Stories like this one have come from all parts of the country, stories that serve to heal us and give us hope that this week, we live in a new kind of America — the kind of country that embraces all people equally. There are also stories that just feel good, like this one, from a friend of a friend who was at Grant Park in Chicago, where Obama made his acceptance speech:
It was totally amazing, but here's the moment of the night:

CNN was playing on the huge screens in the park. We watched as Wolf Blitzer called the states and the huge panel of pundits pronounced on whatever struck their fancy. Some time after Ohio was called, they turned the volume of the TVs down and shrunk the image of CNN to show pictures of the crowd that was present at Grant park. There was a whisper behind us that several networks had called the election for Obama. I was with a group of political scientists and since all of our phones were down and we could not confirm via the blogs and election maps that we've all become addicted to, we doubted. The crowd murmured and shifted.

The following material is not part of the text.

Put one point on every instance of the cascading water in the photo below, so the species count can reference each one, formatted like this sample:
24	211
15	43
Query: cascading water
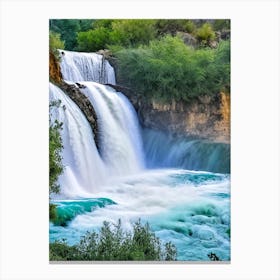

Then, an unassuming skinny young white guy in a black hoodie came out onto the stage and said into the microphone, "Mic check 1, 2, 3. Mic check 1, 2. Mic check for the President Elect of the United States of America."

The crowd exploded.
The moment in Grant Park must have been the pinnacle of public euphoria, but since then, I know personally of many people who have had their own private moments of pure emotion. My own came on Wednesday afternoon. Still exhausted from a 14-hour day at the church (alright, and a full night of celebrating), I turned on the TV and caught a piece showing reactions to the election around the world. And there, just two days after Barack Obama's white grandmother had passed away in Hawaii, was Barack Obama's black grandmother, in Kenya. Sarah Obama's entire village was celebrating, as were young people in Greece, Israel, France, and even the children at Obama's childhood school in Indonesia. My girlfriend's friends from Canada and Australia called her this week to say that if they could have voted for Obama, they would have.

As I watched these scenes from around the world, the joy and relief overtook me, as it has so many people this week. Jesse Jackson Sr., whose tears were caught on camera at Grant Park Tuesday night, said that he cried for the happiness that Obama's accomplishment brought him, but also for the sad fact that Civil Rights-era people like Medgar Evers and Martin Luther King Jr.—the ones who made Barack Obama possible—weren't still alive to see this day.

Thank goodness for them, and all those who helped make Tuesday possible. Now there is much work to be done, and it will take many hands to rebuild this country. As our new president said himself: "to those Americans whose support I have yet to earn – I may not have won your vote, but I hear your voices, I need your help, and I will be your President too."

We have our country back, all of us. The change is palpable—it fills the spirit and brings a smile to faces all over the world. I like to think we owe it to people like the elderly black woman in James City County, Va., who on Tuesday mustered the courage to cast a vote for president for the first time in her life. We may live in the same country that we lived in on Monday, but because of people like her, today we live in a nation that is forever changed.